Events like this happen all too often in Cuba, but Dairon's case was extremely special. After the trial, held at the Municipal People's Court of Santiago de Cuba, judges Javier Mustelier Armiñán, Consuelo Tamayo Mexi and Osvaldo Álvarez Pérez decided to acquit him in Verdict No. 53 of February 8, 2021.
The acquittal constituted an unprecedented development given the arbitrary legal procedures of the Cuban judicial system, particularly with regards to political matters, but what was expressed in the ruling was even more surprising. According to the judicial argument issued by the judges to declare him innocent and included in the ruling, to which DIARIO DE CUBA had access, they stated: "The expressions of discontent that the accused shouted (...) did not constitute acts against authority, a public official or his agents, or assistants in the exercise of their functions … but rather form part of his convictions and political ideology."
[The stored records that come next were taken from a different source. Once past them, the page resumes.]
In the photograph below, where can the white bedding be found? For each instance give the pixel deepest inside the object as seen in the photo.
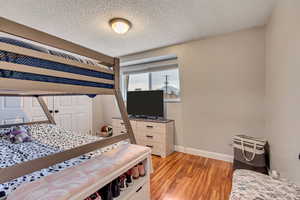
(47, 140)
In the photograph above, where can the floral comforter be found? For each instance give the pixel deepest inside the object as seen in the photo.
(249, 185)
(47, 140)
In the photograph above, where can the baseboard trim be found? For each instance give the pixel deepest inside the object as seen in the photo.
(207, 154)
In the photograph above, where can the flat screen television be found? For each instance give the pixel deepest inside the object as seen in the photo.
(145, 104)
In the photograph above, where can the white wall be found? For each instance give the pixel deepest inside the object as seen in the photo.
(222, 85)
(282, 88)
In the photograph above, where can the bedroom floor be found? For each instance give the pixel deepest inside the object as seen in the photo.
(186, 177)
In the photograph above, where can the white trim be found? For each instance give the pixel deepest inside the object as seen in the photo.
(207, 154)
(148, 60)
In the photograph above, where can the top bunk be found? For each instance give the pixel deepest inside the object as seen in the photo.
(27, 69)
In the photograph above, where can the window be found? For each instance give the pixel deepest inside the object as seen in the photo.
(166, 79)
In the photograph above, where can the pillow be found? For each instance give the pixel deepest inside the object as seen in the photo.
(19, 135)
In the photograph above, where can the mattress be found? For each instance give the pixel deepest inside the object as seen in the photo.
(37, 62)
(47, 140)
(250, 185)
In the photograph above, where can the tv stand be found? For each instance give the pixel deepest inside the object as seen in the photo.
(158, 134)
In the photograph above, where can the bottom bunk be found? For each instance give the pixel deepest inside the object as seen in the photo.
(250, 185)
(44, 140)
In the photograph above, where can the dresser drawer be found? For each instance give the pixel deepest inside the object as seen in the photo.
(155, 147)
(151, 127)
(118, 123)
What does the regime mean by 'contempt'?
The crime of contempt, specifically in the form presented in the previous case, is set down in Article 144, Sections 1 and 2 of the Cuban Penal Code (CP). In summary, the law considers contempt any oral or written expression by a citizen of an authority, public official, or their agents or assistants. Of course, the PC is interpreted liberally by authorities who deem any expression "against" the regime an offense or a direct insult.
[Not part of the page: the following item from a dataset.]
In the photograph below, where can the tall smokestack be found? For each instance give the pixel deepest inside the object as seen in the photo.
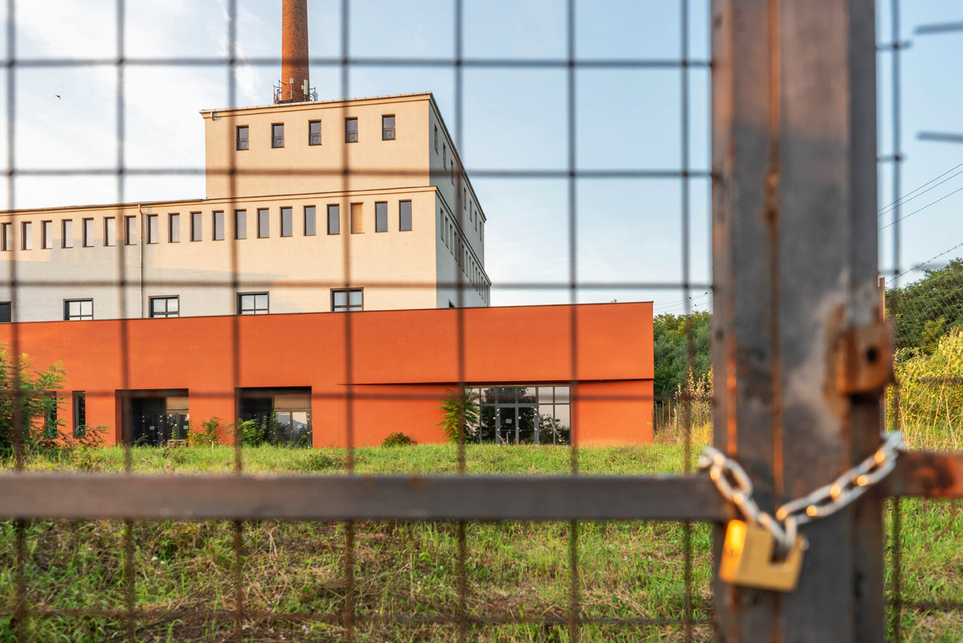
(294, 51)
The law also specifies that if the expression is directed at the president of the Council of State, the president of the National Assembly of Popular Power (ANPP), members of the Council of State, the Council of Ministers, or the deputies of the ANPP, the sanction may be more severe: up to three years of incarceration.
In its eagerness to cover up a totalitarian system with a veneer of the rule of law, the Cuban regime has flooded the set of laws that govern the country with ones that punish the slightest dissent. The logic is simple: the Government creates laws that shield it against any threat, including a simple phrase such as "Patria y Vida" (Homeland and Life). Contempt, as a crime, violates even the simplest forms of the freedom of expression, such as criticism. The sweeping purview of said law, as with others found in the PC, is only possible thanks to a deliberate ambiguity in its wording.
This is why the United Nations Working Group on Arbitrary Detention, in its Opinions 63/2019 and 4/2020 referring to Cuba, describes it as an "extremely vague" crime, because it "lacks the … precision sufficient to provide the population with legal certainty." In other words, the concept of contempt is so ambiguous that no one can be sure when they are committing it Then the authorities step in and grant themselves license to interpret the law however it behooves them.
What does the ruling regarding Dairon Duque de Estrada represent?
In practical terms, nothing; in symbolic terms, a lot.
In Cuba, precedent is not considered a source of law. Therefore, the sentence handed down by the Municipal People's Court of Santiago de Cuba will not serve for judges to act in the same way in similar cases. Nevertheless, the decision issued in Dairon Duque de Estrada’s case does mark a shift in the interpretation of the law that can be invoked by lawyers in subsequent cases.
Moreover, the fact that several judges agreed to reject the crime of contempt as it has been wielded by the regime ruptures the judicial coherence with which dissent is criminalized in Cuba. This, on a symbolic level, represents a great victory for those fighting for the right to freedom of expression on the island.